2009年入管法改定による配偶者に係わるものを対象に在留資格取り消し制度が施行されると、「正当な事由なく

6月以上に日本人配偶者としての活動を行っていない」と見なされれば、在留資格が取り消されることになる。

 

(2)日本人配偶者等と離婚又は死別した場合

離婚や死別の場合には、これまで、日本人配偶者等の在留期間満了時点までは、在留と就労活動等が可能であった。

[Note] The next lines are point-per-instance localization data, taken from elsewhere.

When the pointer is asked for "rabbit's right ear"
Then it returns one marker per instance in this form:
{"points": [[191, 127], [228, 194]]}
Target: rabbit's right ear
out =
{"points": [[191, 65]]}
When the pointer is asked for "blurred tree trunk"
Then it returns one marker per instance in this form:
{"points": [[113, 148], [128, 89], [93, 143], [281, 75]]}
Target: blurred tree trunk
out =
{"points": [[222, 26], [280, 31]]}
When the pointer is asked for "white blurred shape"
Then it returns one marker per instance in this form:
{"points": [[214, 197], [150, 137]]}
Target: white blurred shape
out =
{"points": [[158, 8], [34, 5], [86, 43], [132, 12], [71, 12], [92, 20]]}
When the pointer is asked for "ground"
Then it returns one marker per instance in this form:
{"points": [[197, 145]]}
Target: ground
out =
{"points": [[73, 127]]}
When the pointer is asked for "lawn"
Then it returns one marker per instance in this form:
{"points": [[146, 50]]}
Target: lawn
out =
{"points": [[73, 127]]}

また、離婚後の在留資格の変更については、日本人等の子どもがいて、その親権を外国人親が保有し、実際に

子どもを養育監護している倍には、定住者への変更が可能となっています。

しかし、子どものいない場合や子どもの親権を得られなかった場合

には、定住者の在留資格への変更基準が不明確で困難を伴います。

離婚後の「日本人配偶者等」の在留資格変更について、子どもがいない場合でも、実質的な婚姻期間が3年あれば、

生活の安定などそのほかの条件とあわせて 「定住者」への変更を許可するというおおまかな基準については、

2009年の入管法改定の議論の際の国会答弁のなかで法務省からも示されている。

2009年の改定入管法が施行されると、日本人配偶者等と離婚や死別した外国人の場合、入管への届出義務が

新たに設けられ、14日以内にその旨届けなければならなくなる。その旨届け出れば、入管は「日本人配偶者等」の

在留期間満了前に他の在留資格への変更申請を求め、該当する他の在留資格がない場合には、1カ月程度

の帰国準備期間を設けられる以外は帰国させられることになる。もし、届出なければ、刑事罰(20万円以下の

罰金に処する)が科せられることになることもありえる。

 

四、日本人配偶者等の在留資格が不安定化することでの影響

 

1、 日本人の配偶者等と対等な夫婦関係が築けず、外国人の配偶者が不利な状況下に置かれる。

 

2、  離婚調停や離婚訴訟係争中の外国籍の配偶者が、対等な関係で争うことができず、不利な状況におかれる。

 

3、 離婚訴訟で仮に勝訴して、司法判断として離婚が認められなくても、入管により日本人配偶者等の在留資格が取り消さたり

更新がみとめられず、日本でお在留ができなくなる事態も起こりえる。